L'Ambasciatore d'Italia presso il Regno del Belgio, Vincenzo Grassi.
L'Ambasciatore d'Italia presso il Regno del Belgio, Vincenzo Grassi.
L’Ambasciatore d’Italia presso il Regno del Belgio, Vincenzo Grassi.

MARCINELLE (BELGIO). – Un pezzo di storia europea “drammatico ma anche simbolico” che rappresenta un’importante occasione di riflessione “sulle sfide del presente e del futuro”.

Così il nuovo ambasciatore d’Italia presso il Regno del Belgio, Vincenzo Grassi, ha voluto ricordare la tragedia di Marcinelle dove, nell’agosto del 1956, 262 minatori, tra i quali 136 italiani, morirono intrappolati nelle viscere della terra. Una tragedia di cui il prossimo anno si celebrerà il sessantesimo anniversario.

L’ambasciatore Grassi si è recato in visita al Bois du Cazier, il luogo dell’incidente dichiarato dall’Unesco patrimonio mondiale dell’umanità, per rendere omaggio alle vittime e a uno dei siti più rappresentativi di quella che è stata l’epopea dell’emigrazione italiana alla ricerca di lavoro nei quattro angoli del Pianeta.

L’ambasciatore, accompagnato dai presidenti dei Comites e del Cgie, è stato accolto dalle autorità locali e dai rappresentanti dei minatori ed ha deposto una corona di fiori ai piedi del monumento eretto in memoria delle vittime.

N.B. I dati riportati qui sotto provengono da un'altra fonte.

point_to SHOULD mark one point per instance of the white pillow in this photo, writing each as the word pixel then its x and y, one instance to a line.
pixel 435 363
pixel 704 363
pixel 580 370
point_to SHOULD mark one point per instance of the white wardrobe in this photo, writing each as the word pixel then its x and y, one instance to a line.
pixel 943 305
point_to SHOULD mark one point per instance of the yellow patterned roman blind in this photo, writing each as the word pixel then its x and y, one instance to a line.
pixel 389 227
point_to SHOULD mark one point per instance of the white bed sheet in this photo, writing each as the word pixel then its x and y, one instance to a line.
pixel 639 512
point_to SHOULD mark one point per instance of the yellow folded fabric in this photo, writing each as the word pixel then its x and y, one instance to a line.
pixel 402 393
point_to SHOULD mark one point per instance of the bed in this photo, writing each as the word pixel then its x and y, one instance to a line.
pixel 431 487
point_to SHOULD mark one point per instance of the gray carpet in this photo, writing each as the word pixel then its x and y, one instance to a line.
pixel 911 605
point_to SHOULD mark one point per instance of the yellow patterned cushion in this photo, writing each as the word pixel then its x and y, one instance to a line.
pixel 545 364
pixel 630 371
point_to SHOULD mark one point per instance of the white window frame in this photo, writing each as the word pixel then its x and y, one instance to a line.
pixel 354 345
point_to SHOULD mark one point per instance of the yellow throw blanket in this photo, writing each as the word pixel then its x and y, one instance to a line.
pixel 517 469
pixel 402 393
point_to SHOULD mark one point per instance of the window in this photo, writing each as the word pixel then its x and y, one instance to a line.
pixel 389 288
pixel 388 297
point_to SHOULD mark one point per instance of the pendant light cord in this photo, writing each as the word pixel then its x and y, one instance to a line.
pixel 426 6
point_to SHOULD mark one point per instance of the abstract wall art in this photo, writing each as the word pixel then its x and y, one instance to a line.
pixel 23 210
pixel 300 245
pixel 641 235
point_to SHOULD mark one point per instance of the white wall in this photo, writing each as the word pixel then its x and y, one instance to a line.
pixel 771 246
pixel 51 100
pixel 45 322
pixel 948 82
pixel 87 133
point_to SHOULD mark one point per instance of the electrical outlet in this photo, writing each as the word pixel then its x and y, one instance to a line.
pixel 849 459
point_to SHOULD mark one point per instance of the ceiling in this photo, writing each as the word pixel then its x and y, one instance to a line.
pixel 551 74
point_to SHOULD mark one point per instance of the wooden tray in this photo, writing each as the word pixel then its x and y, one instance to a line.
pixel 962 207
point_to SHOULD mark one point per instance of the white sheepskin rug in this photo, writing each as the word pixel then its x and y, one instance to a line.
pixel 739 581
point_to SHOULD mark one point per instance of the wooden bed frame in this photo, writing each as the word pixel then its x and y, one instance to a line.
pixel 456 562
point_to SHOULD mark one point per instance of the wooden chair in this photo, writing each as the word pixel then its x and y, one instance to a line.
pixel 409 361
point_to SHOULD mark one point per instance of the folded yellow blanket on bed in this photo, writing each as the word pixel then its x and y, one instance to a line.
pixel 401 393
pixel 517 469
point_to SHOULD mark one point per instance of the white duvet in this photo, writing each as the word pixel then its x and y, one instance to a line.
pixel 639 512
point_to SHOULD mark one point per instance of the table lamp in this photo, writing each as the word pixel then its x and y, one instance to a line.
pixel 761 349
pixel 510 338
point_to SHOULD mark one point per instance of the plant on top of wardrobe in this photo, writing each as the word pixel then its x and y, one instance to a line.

Grassi, oltre a ricordare il sacrificio dei tanti italiani, ha evidenziato il “carattere altamente significativo ed educativo” ora attribuito dalle autorità belghe a questo sito ed ha sottolineato come l’Europa possa ancora essere “concretamente una risposta a drammi ora diversi dal passato ma che originano dalle stesse esigenze di riscatto e di progresso sociale”.